Die Afrikaanse Forum

Die kuierstoep => Die Gorrel plek => Topic started by: Meraai vannie Baai on January 18, 2019, 01:54:33 AM

Title: As jy praat voor jy dink...
Post by: Meraai vannie Baai on January 18, 2019, 01:54:33 AM
FIRST TESTIMONY:
I walked into a hair salon with my husband and three kids in tow and asked loudly,
'How much do you charge for a shampoo and a blow job?'
I turned around and walked back out and never went back
My husband didn't say a word... He knew better.

SECOND TESTIMONY:
I was at the golf store comparing different kinds of golf balls.
I was unhappy with the women's type I had been using.
After browsing for several minutes, I was approached by one of the good-looking gentlemen who works at the store
He asked if he could help me.
Without thinking, I looked at him and said, 'I think I like playing with men's balls'

THIRD TESTIMONY:
My sister and I were at the mall and passed by a store that sold a
variety of candy and nuts.
As we were looking at the display case, the boy behind the counter asked if we needed any help.
I replied, 'No, I'm just looking at your nuts.'
My sister started to laugh hysterically.
The boy grinned, and I turned beet-red and walked away. To this day, my sister has never let me forget it.

FOURTH TESTIMONY :
While in line at the bank one afternoon, my toddler decided to release some pent-up energy and ran amok.
I was finally able to grab hold of her after receiving looks of disgust and annoyance from other patrons.
I told her that if she did not start behaving 'right now' she would be punished.
To my horror, she looked me in the eye and said in a voice just as threatening,
'If you don't let me go right now, I will tell Grandma that I saw you kissing Daddy's pee-pee last night!'
The s silence was deafening after this enlightening exchange.
Even the tellers stopped what they were doing.
I mustered up the last of my dignity and walked out of the bank with my daughter in tow.
The last thing I heard when the door closed behind me, were screams of laughter.

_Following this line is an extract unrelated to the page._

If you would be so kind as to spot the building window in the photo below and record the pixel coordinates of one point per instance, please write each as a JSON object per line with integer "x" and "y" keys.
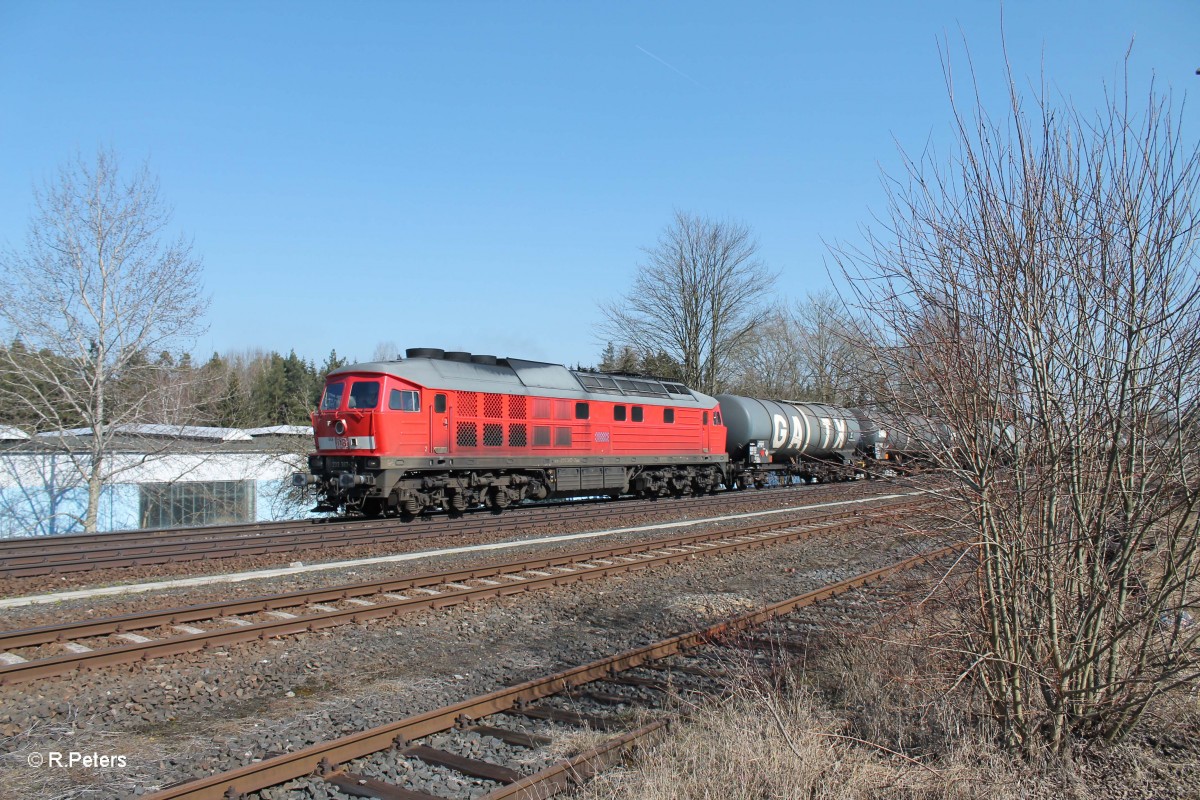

LAST BUT NOT LEAST TESTIMONY:
This had most of the state of Michigan laughing for 2 days and a very embarrassed female news anchor who will, in the future, likely think before she speaks. What happens when you predict snow but don't get any!

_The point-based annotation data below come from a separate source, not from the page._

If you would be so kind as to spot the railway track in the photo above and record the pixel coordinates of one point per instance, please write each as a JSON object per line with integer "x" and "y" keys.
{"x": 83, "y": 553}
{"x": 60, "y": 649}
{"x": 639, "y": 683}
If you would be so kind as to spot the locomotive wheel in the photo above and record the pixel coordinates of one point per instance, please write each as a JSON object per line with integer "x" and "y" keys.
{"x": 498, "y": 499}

We had a female news anchor that, the day after it was supposed to have snowed up to a couple of inches and didn't,
turned to the weatherman and asked:
'So Bob, where's that 8 inches you promised me last night?'
Not only did HE have to leave the set, but half the crew did too, as they were laughing so hard!

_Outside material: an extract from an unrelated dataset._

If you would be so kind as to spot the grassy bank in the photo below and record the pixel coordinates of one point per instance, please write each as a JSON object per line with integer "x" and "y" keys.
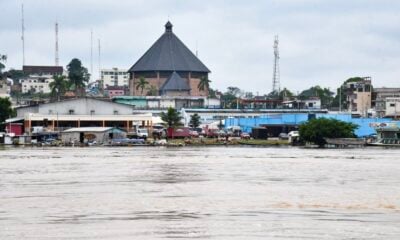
{"x": 217, "y": 142}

Title: Re: As jy praat voor jy dink...
Post by: Meraai vannie Baai on January 18, 2019, 01:59:34 AM
En as jou man jou woorde letterlik opneem....  :toothy4:

(https://i847.photobucket.com/albums/ab33/raaitjie/Change%20the%20baby.jpg)
Title: Re: As jy praat voor jy dink...
Post by: Naas on January 18, 2019, 02:32:39 AM
Dis nie mooi nie. Ek het nou uit die bed geval van lag en die hele huis is wakker. Tot die buurman gil iets van werk half ses.


 :icon_bigsmurf:
Title: Re: As jy praat voor jy dink...
Post by: Meraai vannie Baai on January 18, 2019, 04:24:20 AM
As ek die goete raaklees is dit asof 'n magneet my forum toe trek - moet deel met die ouens wat ek weet net so gaan geniet Naas  :icon_biggrin:
Title: Re: As jy praat voor jy dink...
Post by: PM on January 22, 2019, 02:00:01 PM
Pragtig, ek het dit baie geniet.  Dit is nie net ons taal wat so skreeusnaaks kan wees nie.